DON'T TAX INTERNET ACCESS
October 9, 2007
Taxes and other government-imposed charges can boost your phone and cable TV bills by 20 percent or more. To guard the Net against that kind of pile-on, Congress in 1998 adopted the Internet Tax Freedom Act, which temporarily barred state and local governments from taxing online access services or imposing discriminatory levies on Web-based businesses. The ban was renewed in 2004 but is due to expire Nov. 1. Before it does, Congress should make it permanent, says the Los Angeles Times.
According to the Times:
- The Internet is transforming how people communicate, work, learn and play, especially as broadband proliferates.
- Although roughly half of U.S. Internet users have broadband at home, millions do not have any kind of Internet service there and millions more have only dial-up accounts.
- These are largely poor, elderly or rural people, and the federal government needs to ensure their access to affordable broadband services.

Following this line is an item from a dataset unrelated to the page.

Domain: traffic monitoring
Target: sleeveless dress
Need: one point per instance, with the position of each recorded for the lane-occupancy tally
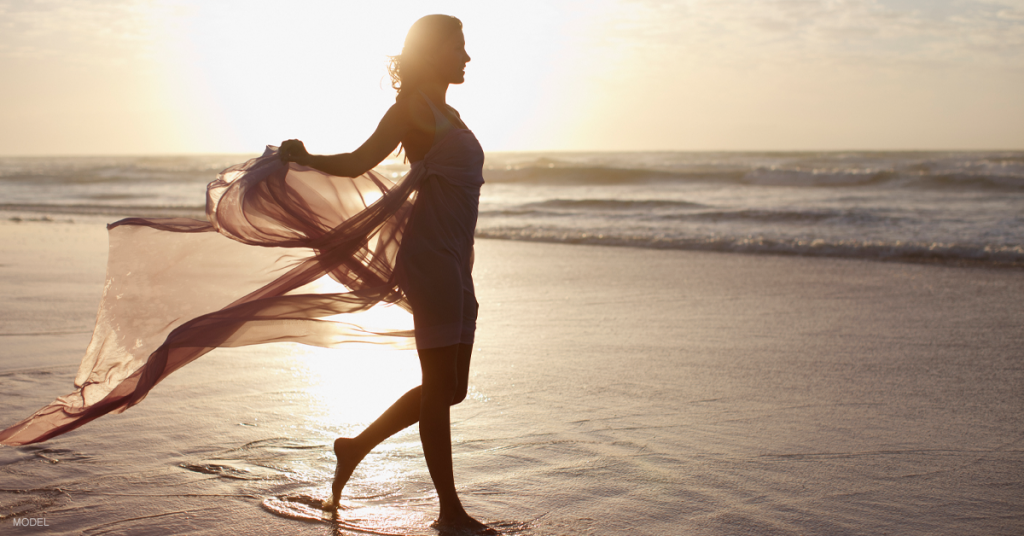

Barring states and cities from taxing Internet access won't close the connectivity gap, but it will help keep down the price of broadband service, says the Times. That's an important step in the process of enabling more consumers to afford it. The prohibition also spares many cable-modem and DSL users, who pay taxes on the TV and phone services they receive through the same wires, from being double-taxed. Nor should Web-based companies have to pay taxes that their brick-and-mortar rivals do not. Mail-order businesses are immune to taxes outside the states where they're based, so e-commerce companies should be too.